In post-mitotic single neurons, genes highly expressed in the brain showed an increased burden of sSNVs, suggesting an increase of transcription-coupled DNA damage10,11. Similar to sSNVs, somatic nanodeletions showed significant enrichment in highly expressed brain genes (see Methods), but only for NHEJ-based deletions, not for MMEJ deletions (empirical P = 0.004 and P = 0.14, respectively; Fig. 3d). We postulated that the burden of NHEJ-based deletions would increase with gene expression levels, and tested this by measuring the burden per quartile of gene expression level in normal PFC (see Methods). This analysis confirmed a positive correlation between deletion burden and gene expression, again only for NHEJ but not MMEJ, suggesting that NHEJ is the predominant mechanism to repair transcription-induced DSBs in human neurons (Fig. 3e).

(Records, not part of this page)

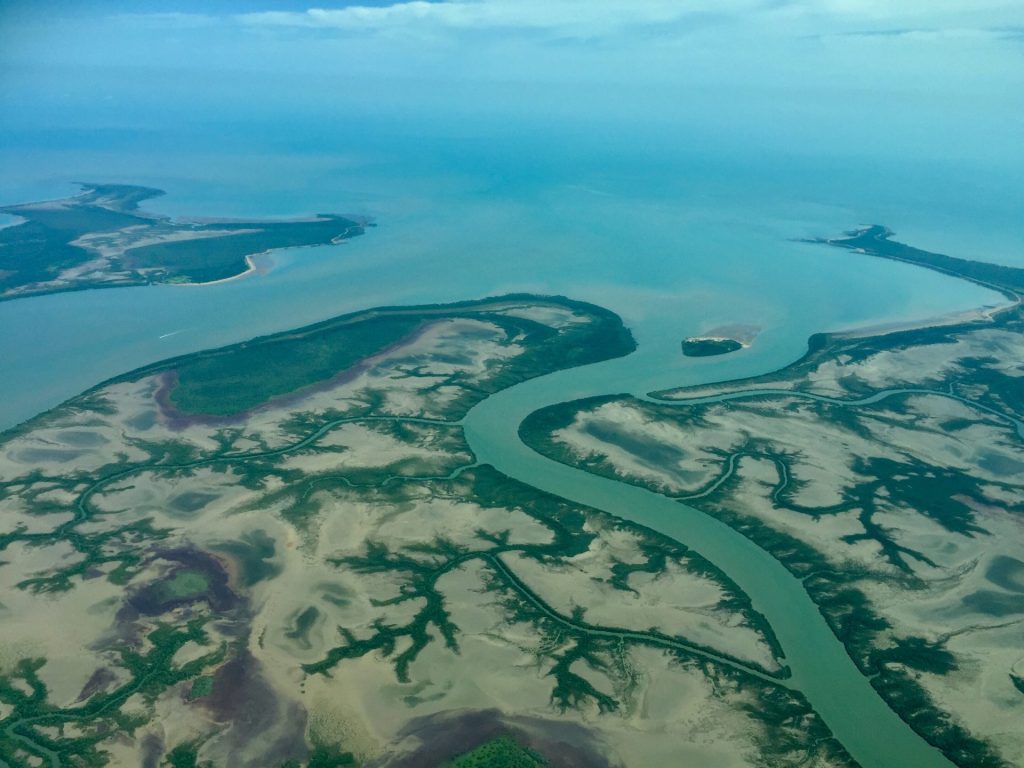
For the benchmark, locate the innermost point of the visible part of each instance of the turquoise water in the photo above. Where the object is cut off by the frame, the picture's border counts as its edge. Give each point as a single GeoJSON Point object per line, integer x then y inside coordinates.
{"type": "Point", "coordinates": [676, 244]}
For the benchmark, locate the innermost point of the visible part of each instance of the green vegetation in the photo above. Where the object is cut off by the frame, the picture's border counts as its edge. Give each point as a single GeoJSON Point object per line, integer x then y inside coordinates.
{"type": "Point", "coordinates": [500, 753]}
{"type": "Point", "coordinates": [241, 377]}
{"type": "Point", "coordinates": [185, 584]}
{"type": "Point", "coordinates": [34, 253]}
{"type": "Point", "coordinates": [238, 378]}
{"type": "Point", "coordinates": [421, 566]}
{"type": "Point", "coordinates": [210, 258]}
{"type": "Point", "coordinates": [151, 673]}
{"type": "Point", "coordinates": [699, 347]}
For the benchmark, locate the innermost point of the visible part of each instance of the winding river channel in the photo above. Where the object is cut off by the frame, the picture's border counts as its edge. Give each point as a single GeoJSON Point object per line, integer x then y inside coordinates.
{"type": "Point", "coordinates": [822, 671]}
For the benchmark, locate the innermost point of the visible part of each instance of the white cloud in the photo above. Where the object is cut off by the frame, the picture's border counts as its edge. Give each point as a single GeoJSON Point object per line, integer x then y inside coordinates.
{"type": "Point", "coordinates": [583, 17]}
{"type": "Point", "coordinates": [600, 17]}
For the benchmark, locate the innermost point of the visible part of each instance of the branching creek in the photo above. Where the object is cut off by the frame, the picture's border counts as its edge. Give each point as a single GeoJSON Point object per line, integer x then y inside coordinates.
{"type": "Point", "coordinates": [821, 669]}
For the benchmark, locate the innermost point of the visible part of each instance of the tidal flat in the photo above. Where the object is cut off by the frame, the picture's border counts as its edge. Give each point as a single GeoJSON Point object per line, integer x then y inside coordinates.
{"type": "Point", "coordinates": [101, 239]}
{"type": "Point", "coordinates": [884, 472]}
{"type": "Point", "coordinates": [308, 576]}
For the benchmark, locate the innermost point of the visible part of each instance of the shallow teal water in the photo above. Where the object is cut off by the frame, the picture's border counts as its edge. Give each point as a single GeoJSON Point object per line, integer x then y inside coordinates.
{"type": "Point", "coordinates": [675, 247]}
{"type": "Point", "coordinates": [674, 254]}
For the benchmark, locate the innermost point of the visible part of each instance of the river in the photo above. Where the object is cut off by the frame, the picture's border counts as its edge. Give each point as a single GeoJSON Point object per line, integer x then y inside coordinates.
{"type": "Point", "coordinates": [871, 732]}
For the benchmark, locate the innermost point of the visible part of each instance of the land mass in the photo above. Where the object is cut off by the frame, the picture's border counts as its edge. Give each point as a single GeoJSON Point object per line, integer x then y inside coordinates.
{"type": "Point", "coordinates": [285, 553]}
{"type": "Point", "coordinates": [706, 346]}
{"type": "Point", "coordinates": [887, 472]}
{"type": "Point", "coordinates": [101, 239]}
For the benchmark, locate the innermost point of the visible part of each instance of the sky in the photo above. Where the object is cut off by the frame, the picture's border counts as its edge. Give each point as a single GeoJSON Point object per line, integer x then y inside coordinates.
{"type": "Point", "coordinates": [935, 81]}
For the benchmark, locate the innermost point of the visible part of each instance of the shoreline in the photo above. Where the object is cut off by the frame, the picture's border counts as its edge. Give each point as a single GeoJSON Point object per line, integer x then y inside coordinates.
{"type": "Point", "coordinates": [251, 268]}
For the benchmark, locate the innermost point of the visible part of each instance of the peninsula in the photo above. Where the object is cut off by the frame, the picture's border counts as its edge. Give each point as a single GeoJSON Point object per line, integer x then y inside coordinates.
{"type": "Point", "coordinates": [101, 239]}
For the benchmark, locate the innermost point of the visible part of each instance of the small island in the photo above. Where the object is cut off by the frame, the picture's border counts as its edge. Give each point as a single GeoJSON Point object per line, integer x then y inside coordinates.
{"type": "Point", "coordinates": [721, 340]}
{"type": "Point", "coordinates": [707, 346]}
{"type": "Point", "coordinates": [101, 239]}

Somatic nanodeletions increase with distinctive patterns in neurons of individuals with DNA repair defects

Defective DNA repair caused by inherited mutations can lead to congenital neurodegenerative diseases2,5,6. AT is a rare genetic disease characterized by progressive neurodegeneration, cancer predisposition, and premature aging caused by recessive mutations in the ataxia telangiectasia mutated (ATM) gene34,35. ATM is a key protein kinase that transmits a DSB damage signal to cell-cycle-checkpoint proteins such as p53 and CHK2, arresting cell cycles for DSB resolution or triggering DSB-induced apoptosis36,37 (Fig. 4a). ATM deficiency in AT has been thought to result in accumulation of DNA-damaged neurons, which may lead to cell loss and further neurodegeneration38. Although a high predisposition to cancer—predominantly leukemia and lymphoma35,39—and a high prevalence of chromothripsis in tumors of patients with AT40,41 have been reported, direct assessment of DSB accumulation in human single neurons of AT patients has not yet been explored. Therefore, we generated MDA-based high-depth scWGS data (~45×) for 11 PFC neurons from two AT patients in this study.

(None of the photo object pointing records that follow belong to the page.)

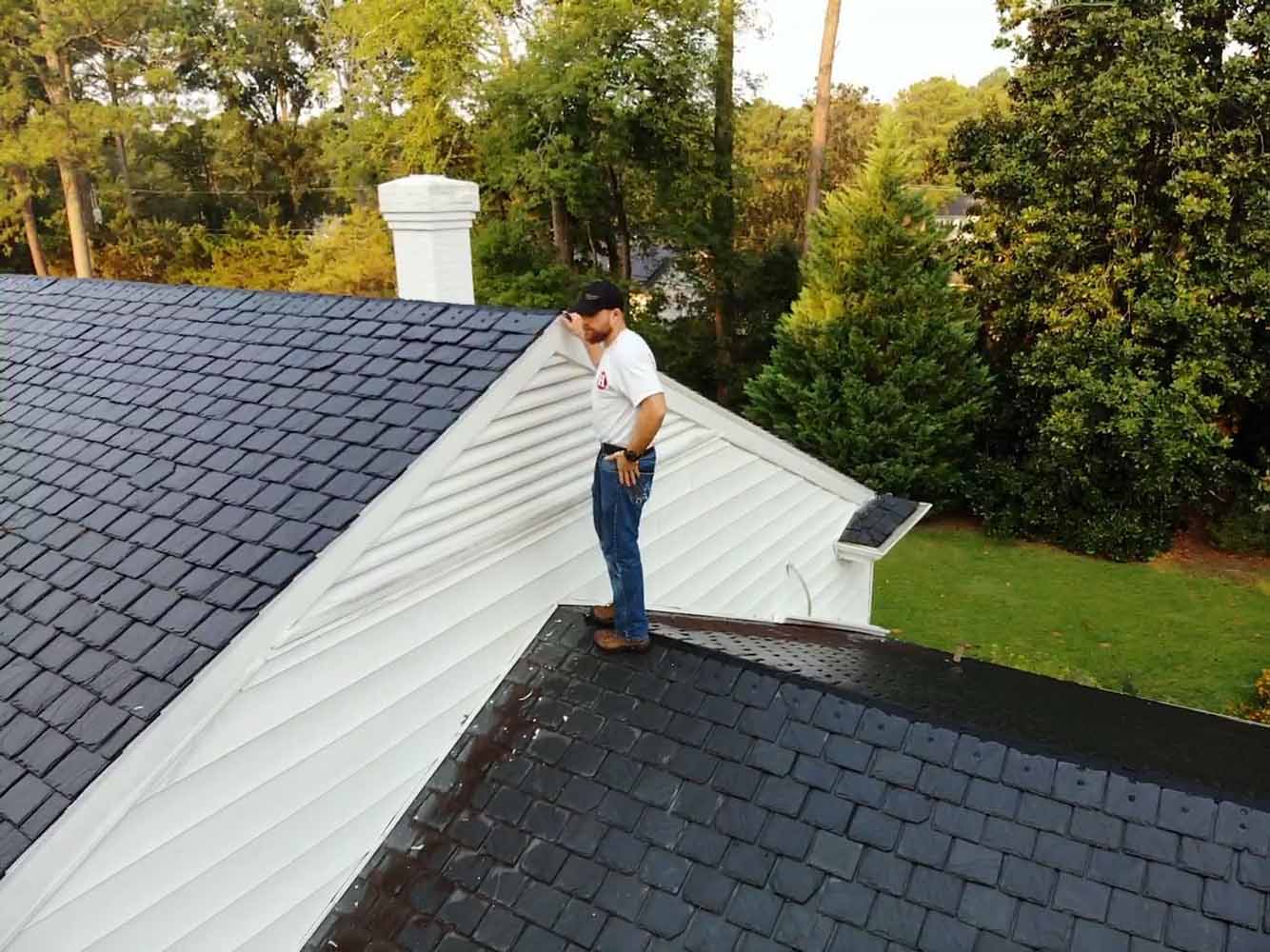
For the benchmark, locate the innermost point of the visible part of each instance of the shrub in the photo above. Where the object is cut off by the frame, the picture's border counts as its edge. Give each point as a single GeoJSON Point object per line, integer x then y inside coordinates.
{"type": "Point", "coordinates": [1259, 708]}
{"type": "Point", "coordinates": [1119, 452]}
{"type": "Point", "coordinates": [1244, 527]}
{"type": "Point", "coordinates": [875, 371]}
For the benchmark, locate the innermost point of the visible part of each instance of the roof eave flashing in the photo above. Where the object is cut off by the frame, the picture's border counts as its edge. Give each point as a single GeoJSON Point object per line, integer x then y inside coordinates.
{"type": "Point", "coordinates": [855, 552]}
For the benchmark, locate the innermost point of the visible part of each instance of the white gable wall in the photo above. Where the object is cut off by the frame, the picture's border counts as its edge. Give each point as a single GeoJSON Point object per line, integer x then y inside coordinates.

Fig. 4: Increased burden and distinctive patterns of somatic deletions in neurons of individuals with DNA repair deficiencies.
figure 4

a Three DNA repair-defective diseases (AT, CS, XP) and their corresponding defective repair pathways. b, c, e Total and NHEJ- and MMEJ-based deletion burdens in AT (b), CS (c), and XP (e) single neurons compared to age-matched controls. n, number of single neurons; bar graph, mean ± 95% CI; two-sided Mann–Whitney U test. d Distinctive associations of somatic deletion burden in CS PFC neurons with gene expression in different conditions. RNA-seq data from iPSC-derived neural stem cells from CS patients (CSB_NSC, solid lines) and normal controls (WT_NSC, dashed lines) were used to associate with the burden of NHEJ- (red) and MMEJ-based deletions (green) from CS PFC neurons. n = 1000 bootstrap deletion sets; mean ± SEM. Source data are provided as a Source Data file.

AT single neurons demonstrated an excess of somatic nanodeletions compared to the neurons of age-matched normal controls (P = 4.6 × 10−3, two-sided Mann–Whitney U test; Fig. 4b). The average estimated burden in single neurons of 19- and 24-year-old AT patients (185.6 per neuron) was at a similar level to the 51-year-old neurons in the control PFC, suggesting accelerated accumulation of DSB events in AT. Note that the sSNV rates estimated with LiRA, a similar phasing method for sSNV23, showed no difference between neurons of AT and normal controls (Supplementary Fig. S6a), suggesting the role of ATM loss specific to DSB-induced deletions but not to sSNVs. The increase in somatic nanodeletions in AT was almost completely derived from NHEJ (P = 9.35 × 10−3, two-sided Mann–Whitney U test; Fig. 4b), consistent with previous reports of the enhanced NHEJ burden in ATM-deficient replicating cells42,43.

We have previously shown an increase in somatic SNVs in two genetic diseases with early-onset neurodegeneration and premature aging—CS and XP, both resulting from defective NER10. A recent comprehensive study of genotoxic exposures and DNA repair deficiencies in Caenorhabditis elegans found that defective NER not only results in an increase in sSNVs but also increases indels and SVs, especially deletions of 50–400 bp44. We thus examined somatic nanodeletion accumulation in CS and XP using previously published high-depth (~45×) MDA scWGS dataset of 26 and 13 PFC neurons of CS and XP patients, respectively10.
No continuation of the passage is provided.